En outre, elle souligne que même dans le capital de startups comme la française Mistral, des actionnaires comme le géant américain Microsoft sont présents. «Ce qui compte à la fin, c’est qui possède les données, et les initiatives européennes comptent beaucoup d’investisseurs internationaux.» Dès le moment où des capitaux étrangers sont engagés, la souveraineté technologique pose question, souligne l’experte d'origine française, qui a enseigné à l’Université de Lausanne.

Où seront les cerveaux?

Dans le même ordre d’idées, il faut considérer qui forme les cerveaux, et pour qui ils travaillent en définitive. «En Europe, nous sommes bons pour faire de la recherche et éduquer, mais les chercheurs partent souvent ailleurs, même s'ils sont physiquement sur place.»

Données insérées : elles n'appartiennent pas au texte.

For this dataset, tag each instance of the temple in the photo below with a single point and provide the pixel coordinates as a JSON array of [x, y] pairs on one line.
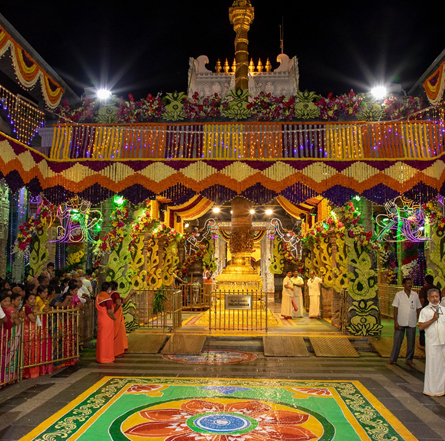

Elle met en garde contre le risque de financer par de l’argent public européen des startups qui pourraient ensuite être rachetées par des géants du reste du monde, qui ont les moyens de tuer la concurrence. «Nous pourrions aussi fournir toute la matière première de base pour faire tourner les systèmes, alors qu’on ne sait pas si on va les maîtriser. Il faut une politique industrielle plus aboutie.»

Qui fabrique les puces?

Ce qui compte aussi, selon Solange Ghernaouti, c’est qui fabrique et commercialise l'électronique nécessaire. «Où sont les usines? Qui possède les puces? Difficile d'être leader en étant dépendant des chaînes d'approvisionnement d'autres acteurs, sans maîtriser tout le cycle de vie de l'IA.» 

Solange Ghernaouti voit les meilleures chances de l’Europe dans le modèle open source (architecture ouverte), sur lequel a aussi misé le leader chinois DeepSeek. «C’est peut-être là qu’il faudrait investir, ou dans des secteurs d'IA de niche.» 

Au demeurant, l’experte souligne que les montants annoncés sont peut-être impressionnants, mais que le succès ne repose pas que les sommes investies, comme l’a bien montré le cas de DeepSeek. «Si on inclut le matériel et les infrastructures de support dans les sommes annoncées, que reste-t-il concrètement pour rivaliser? C’est comme promettre de bâtir le plus grand campus d’IA, et investir tout l’argent levé dans les bâtiments: cela ne dit pas quelle est la réalité des contrats et leur finalité.»

«Beaucoup de marketing»

Enfin, la chercheuse en cybersécurité pointe un problème qui concerne l'IA partout dans le monde: celui de la consommation énergétique. Or les tarifs de l’électricité sont en forte hausse en Europe. «Il faut tenir compte du coût environnemental de ces projets, en surface d'occupation du sol, en eau pour le refroidissement, en électricité, et en matières premières. Existe-t-il un modèle énergétique qui pourra supporter l'augmentation des usages de l'IA et des datacenters?» 

Au final, regrette l’experte, ce sommet s'apparenterait plutôt à une foire politico-technico commerciale au marketing impressionnant, mais qui n'aura pas été réellement à la hauteur des enjeux de gouvernance soulevés par l'IA.»